Ser o no ser en un lugar de cuyo nombre no quiero acordarme

El 23 de abril de cada año se celebra el Día del Libro. La fecha, promovida por la UNESCO, fue elegida como conmemoración de la incierta coincidencia de las muertes, en 1616, de Miguel de Cervantes y de William Shakespeare. Lo cierto es que ninguno de los grandes genios de la literatura murieron el 23 de abril. Cervantes lo hizo un día antes, pero el certificado de su defunción data del 23. Y Shakespeare murió un 23 de abril del calendario juliano, el mismo día que era ya 3 de mayo en el gregoriano, es decir, más de una semana después de que lo hiciera Cervantes.
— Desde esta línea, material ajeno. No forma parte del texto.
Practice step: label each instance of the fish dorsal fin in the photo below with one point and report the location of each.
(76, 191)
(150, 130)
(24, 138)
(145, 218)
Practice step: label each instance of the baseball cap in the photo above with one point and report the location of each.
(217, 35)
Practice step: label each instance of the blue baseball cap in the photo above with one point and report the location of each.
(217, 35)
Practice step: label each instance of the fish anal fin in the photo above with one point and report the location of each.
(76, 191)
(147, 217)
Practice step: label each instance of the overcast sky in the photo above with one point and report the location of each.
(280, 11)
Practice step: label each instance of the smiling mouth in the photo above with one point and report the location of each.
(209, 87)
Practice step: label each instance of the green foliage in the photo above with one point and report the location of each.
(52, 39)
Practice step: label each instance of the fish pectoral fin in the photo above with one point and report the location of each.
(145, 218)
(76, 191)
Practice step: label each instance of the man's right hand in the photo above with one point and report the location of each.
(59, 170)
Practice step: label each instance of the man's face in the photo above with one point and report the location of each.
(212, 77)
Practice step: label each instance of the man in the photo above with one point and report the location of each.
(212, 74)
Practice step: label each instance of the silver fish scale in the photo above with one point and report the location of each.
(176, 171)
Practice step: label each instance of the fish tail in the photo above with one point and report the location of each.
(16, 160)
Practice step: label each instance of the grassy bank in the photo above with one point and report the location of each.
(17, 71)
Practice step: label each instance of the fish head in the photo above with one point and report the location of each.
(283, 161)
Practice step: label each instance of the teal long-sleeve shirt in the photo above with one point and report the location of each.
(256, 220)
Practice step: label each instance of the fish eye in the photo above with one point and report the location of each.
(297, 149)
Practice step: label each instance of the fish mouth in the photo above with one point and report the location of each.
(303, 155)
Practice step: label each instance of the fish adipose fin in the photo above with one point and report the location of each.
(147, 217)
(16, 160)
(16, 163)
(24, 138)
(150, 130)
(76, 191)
El deseo de creer en lo predestinado (tal vez, el mero poder de la mercadotecnia) triunfó esta vez como en pocas ocasiones. Cervantes y Shakespeare murieron el mismo día. Punto. 

Con motivo del 400 aniversario de la muerte de ambos escritores, los fastos se han multiplicado. Pero lo han hecho para mayor beneficio de políticos y gestores, que de los millones de lectores honestos de sus obras. Los community manager de las figuras políticas de la actualidad española han tenido que leer y escoger con cuidado un título para recomendar en voz y nombre de sus jefes. Las recomendaciones de los políticos son de una exquisitez maravillosa. La cultura no la desean de acceso universal, pero no se la van a quitar de sus solapas, faltaría más. 

Los restos de Miguel de Cervantes llevan tiempo siendo motivo de investigación arqueológica. El Ayuntamiento de Madrid dotó de un fenomenal presupuesto —más de 120.000 euros— para el seguimiento de la pista de los restos del autor del Quijote en el convento de las Trinitarias. La investigación, como otras anteriores, parece encaminada al fracaso más absoluto. Lo de menos, realmente, es si se encuentran o no los restos de Cervantes. Lo relevante es la falta de relevancia en un sentido de apoyo objetivo al mundo del libro, a la literatura en general, al fomento de la lectura, a la comprensión de la obra cervantina, o del imaginario e ideario quijotesco. Lo que mueve la búsqueda de Cervantes es un afán estrictamente comercial, una inversión turística, con poco o nada que ver con la literatura. 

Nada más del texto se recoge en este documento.